Plaintiff succeeded to the rights of Mabel E. Sherman, who leased to the defendant certain premises at 600-602 West One Hundred and Thirty-first street for a term ending March 31, 1926. The lease provided that the tenant should have an option to renew the lease for five years from April 1, 1926, upon giving written notice, of intention to exercise the option six months prior to April 1, 1926. It contained also a covenant by the tenant not to assign without the landlord’s consent and providing that in the event of an assignment with the landlord’s consent the tenant would deposit $5,000 as additional *367security and that the assignee should assume the performance of the lease. On July 25, 1917, the defendant leased the entire premises to Morris Workin and Isaac Workin for the entire term of the lease, including the renewal period, and the defendant covenanted in that lease “ to exercise his option for the renewal of his original lease with his landlord, pursuant to the terms of his lease.” In October, 1917, the Workins sublet the premises for the entire term to the W. G. Corporation. The two last-mentioned instruments were recorded on March 4, 1921. On October 11, 1922, the defendant served a written notice exercising his option to renew the lease. Since October 21, 1925, the plaintiff has continuously received and accepted rent from the defendant with full knowledge of all these facts.

Plaintiff asks judgment awarding her possession of the property at the end of the initial term. The sublease made by the defendant was in legal effect an assignment made in violation of the terms of the lease. (Gillette Bros. v. Aristocrat Restaurant, 239 N. Y. 87, 90.) Plaintiff would have been justified in demanding possession of the premises by reason of this breach. But she clearly waived this right and adopted and ratified the assignments by the acceptance of rent with full knowledge (2 Williston Cont. 1327, § 687; Leibowitz v. Bickford’s Lunch, System, 241 N. Y. 489, 499.) This ratification is not impaired by the provision in the lease that the failure of the landlord to insist upon strict performance “ shall not be construed as a waiver or relinquishment for the future of any such covenant, condition or option.” That provision relates only to the right of the landlord to demand future performance of any covenant of the tenant’s despite any waiver of past performance thereof.

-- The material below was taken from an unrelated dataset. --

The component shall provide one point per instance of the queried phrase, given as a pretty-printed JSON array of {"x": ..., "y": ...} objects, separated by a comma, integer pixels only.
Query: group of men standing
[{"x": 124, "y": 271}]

Plaintiff contends, however, that inasmuch as the lease was assigned, the right of renewal rested in the assignee and not in the defendant and that the defendant’s notice of exercise of the option was, therefore, inoperative. All the authorities relied on by the plaintiff involve controversy between the lessee and his assignor as to the right to the renewed term. Here the lessee exercised the option as agent for his assignee pursuant to his covenant so to do. It would be inequitable in the extreme to permit the plaintiff to avoid the consequences of her covenant to renew merely because the lessee omitted to state in his notice that he was acting for the assignee. The plaintiff has sustained no prejudice by reason of this omission or by reason of the failure of the defendant and his assignees to record the so-called subleases immediately.

We conclude, therefore, that the option to renew the lease was *368validly exercised for the benefit of the defendant’s assignee. Neither’ that assignee nor his assignee, however, is a party to this submission. There is nothing in the submission which advises the court whether the assignee is claiming the renewed term. In no view of the case can the defendant be entitled to it, and if any real controversy exists, it is not between this plaintiff and the defendant, but between the plaintiff and those claiming under the defendant.

For these reasons we have reached the conclusion that the submission should be dismissed, without costs.

Present — Dowling, P. J., Mekrell, McAvot, Martin and Proskauer, JJ.; Mebrell, J., dissents.